$\mathcal{l}_1$ norm replaced with reweighted $\mathcal{l}_2$

59 Views Asked by At

In this paper, (section 2, page 2)$\mathcal{l}_1$ norm is replaced with reweighted $\mathcal{l}_2$ in an optimization problem. I don't understand how $\lVert x\rVert_1$ is replaced with $x^TWx$ and ow the solution has changed to its weighted version.

$$\min_x \lVert x\rVert_1 \quad \text{subject to} \quad Ax=b $$ $$\Downarrow$$ $$x^TWx \quad \text{subject to} \quad Ax=b$$ $$\Downarrow$$ $$x^{k+1}=(W^k)^{-1}A^T(A(W^k)^{-1}A^T)^{-1}b$$

2

There are 2 best solutions below

6
On

It appears that they are taking $W$ to be a diagonal matrix with diagonal entries $W_{ii} = |x_i|^{-1}$ (more precisely, they're taking a sequential approach where the matrix $W$ in the $k$'th iteration has diagonal entries $|x^{k-1}_i|^{-1}$, where $x^{k-1}$ is the result of the $k-1$'th iteration). Assuming everything converges nicely to a solution with all nonzero entries, this should work nicely. I'm not sure what would happen if the optimal solution has some entries of $0$.

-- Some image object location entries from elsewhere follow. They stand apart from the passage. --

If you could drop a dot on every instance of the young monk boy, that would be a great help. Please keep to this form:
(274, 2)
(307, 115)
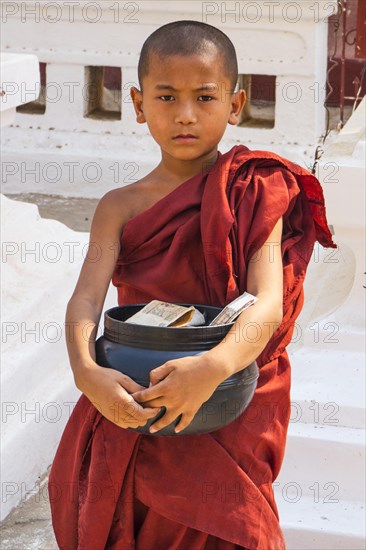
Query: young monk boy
(201, 227)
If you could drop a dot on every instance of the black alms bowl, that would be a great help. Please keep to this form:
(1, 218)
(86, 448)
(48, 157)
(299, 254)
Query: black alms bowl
(137, 349)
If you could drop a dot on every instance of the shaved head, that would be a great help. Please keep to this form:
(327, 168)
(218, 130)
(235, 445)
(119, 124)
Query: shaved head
(188, 38)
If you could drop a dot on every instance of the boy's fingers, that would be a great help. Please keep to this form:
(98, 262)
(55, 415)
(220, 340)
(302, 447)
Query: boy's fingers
(129, 384)
(167, 419)
(148, 394)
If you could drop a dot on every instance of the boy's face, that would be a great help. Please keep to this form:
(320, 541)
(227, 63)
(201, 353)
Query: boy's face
(187, 95)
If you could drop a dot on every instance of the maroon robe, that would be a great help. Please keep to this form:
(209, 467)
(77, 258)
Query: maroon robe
(116, 489)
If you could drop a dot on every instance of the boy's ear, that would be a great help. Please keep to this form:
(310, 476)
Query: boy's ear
(238, 100)
(136, 96)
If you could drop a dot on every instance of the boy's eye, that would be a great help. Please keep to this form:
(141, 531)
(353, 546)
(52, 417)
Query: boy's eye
(206, 97)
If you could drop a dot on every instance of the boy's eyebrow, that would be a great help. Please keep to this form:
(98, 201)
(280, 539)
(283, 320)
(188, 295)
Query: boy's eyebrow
(205, 87)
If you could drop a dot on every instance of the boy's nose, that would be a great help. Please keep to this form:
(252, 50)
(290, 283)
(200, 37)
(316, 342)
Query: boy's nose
(186, 115)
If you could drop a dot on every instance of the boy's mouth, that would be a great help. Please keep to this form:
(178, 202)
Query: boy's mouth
(185, 137)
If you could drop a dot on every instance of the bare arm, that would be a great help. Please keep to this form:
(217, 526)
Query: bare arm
(108, 389)
(254, 327)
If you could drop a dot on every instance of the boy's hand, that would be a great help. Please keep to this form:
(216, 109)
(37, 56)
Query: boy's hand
(180, 385)
(109, 391)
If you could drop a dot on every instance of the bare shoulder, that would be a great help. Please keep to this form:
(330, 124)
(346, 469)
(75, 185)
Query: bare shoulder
(119, 205)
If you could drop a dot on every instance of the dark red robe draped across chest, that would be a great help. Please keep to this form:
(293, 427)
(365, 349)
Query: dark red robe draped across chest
(116, 489)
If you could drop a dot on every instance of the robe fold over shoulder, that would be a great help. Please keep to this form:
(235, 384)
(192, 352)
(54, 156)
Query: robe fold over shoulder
(116, 489)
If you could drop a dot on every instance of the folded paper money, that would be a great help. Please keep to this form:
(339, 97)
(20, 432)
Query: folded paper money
(166, 314)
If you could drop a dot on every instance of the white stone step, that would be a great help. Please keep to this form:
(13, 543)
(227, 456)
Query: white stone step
(328, 385)
(322, 525)
(323, 462)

EDIT: Going from the step 2 to step 3 is just the standard "normal equations" formula for solving a weighted linear least-squares problem in the case where $A$ has full row rank. Let's try a toy example: $$A = \pmatrix{1 & 8 & 12},\ b = 4 $$ for which it's not hard to see the optimal solution of the $\ell_1$ problem is $$ x = \pmatrix{0\cr 0\cr 1/3\cr}$$ Start with $W = I$. The optimal solution to the least-squares problem

maximize $x^T W x$ subject to $Ax = b$

is

$$x = W^{-1} A^T (AW^{-1} A^T)^{-1} b = \pmatrix{4/209\cr 32/209\cr 48/209} \approx \pmatrix{0.01913875598\cr 0.1531100478\cr 0.2296650718}$$

Now we take $W$ to be the diagonal matrix with diagonal entries $209/4, 209/32, 209/48$, and get

$$ x = W^{-1} A^T (AW^{-1} A^T)^{-1} b =\pmatrix{4/2241 \cr 256/2241 \cr 64/249}\approx \pmatrix{0.001784917448 \cr 0.1142347166\cr 0.2570281124\cr}$$

The next few iterations are approximately

$$ \pmatrix{0.0001610759876\cr 0.08247090565\cr 0.2783393066},\ \pmatrix{0.00001420449501\cr 0.05818161157\cr 0.2945444086},\ \pmatrix{0.000001231478183\cr 0.04035307711\cr 0.3064311793}$$

and it does look plausible that this is converging to the optimal solution of the $\ell_1$ problem.

2
On

The formula for $x^{k+1}$ comes from constraint optimization, in particular, Lagrange multipliers: given a problem of the form

$$ \min f(x)\\ s.t. g(x)=0 $$ introduce the Lagrangian $\mathcal{L}(x,\lambda)=f(x)+\lambda g(x)$. Then, a solution to the minimization problem is a stationary point for the Lagrangian, that is,

$$ \partial_x \mathcal{L}(x,\lambda)=\partial_x f(x)+\lambda \partial_x g(x) =0\\ \partial_\lambda \mathcal{L}(x,\lambda)= g(x)=0. $$

In your case, the Lagrangian is $\mathcal{L}(x,\lambda)=\frac{1}{2}x^TWx+\lambda^T(Ax-b)$ (the factor 1/2 does not change the point where the minimum is achieved, but simplifies calculations later), which leads to the system

$$ W^Tx+A^T\lambda=0\\ Ax=b, $$ Now, the first equation can be solved for $x$, giving $x=-W^{-1}A^T\lambda$, which plugged in the second gives $-AW^{-1}A^T\lambda=b$, or $\lambda=-(AW^{-1}A^T)^{-1}b$. Plug this back in the first equation and you get

$$ W^Tx-A^T(AW^{-1}A^T)^{-1}b=0\Rightarrow x=(W^T)^{-1}A^T(AW^{-1}A^T)^{-1}b $$ which is the formula you see.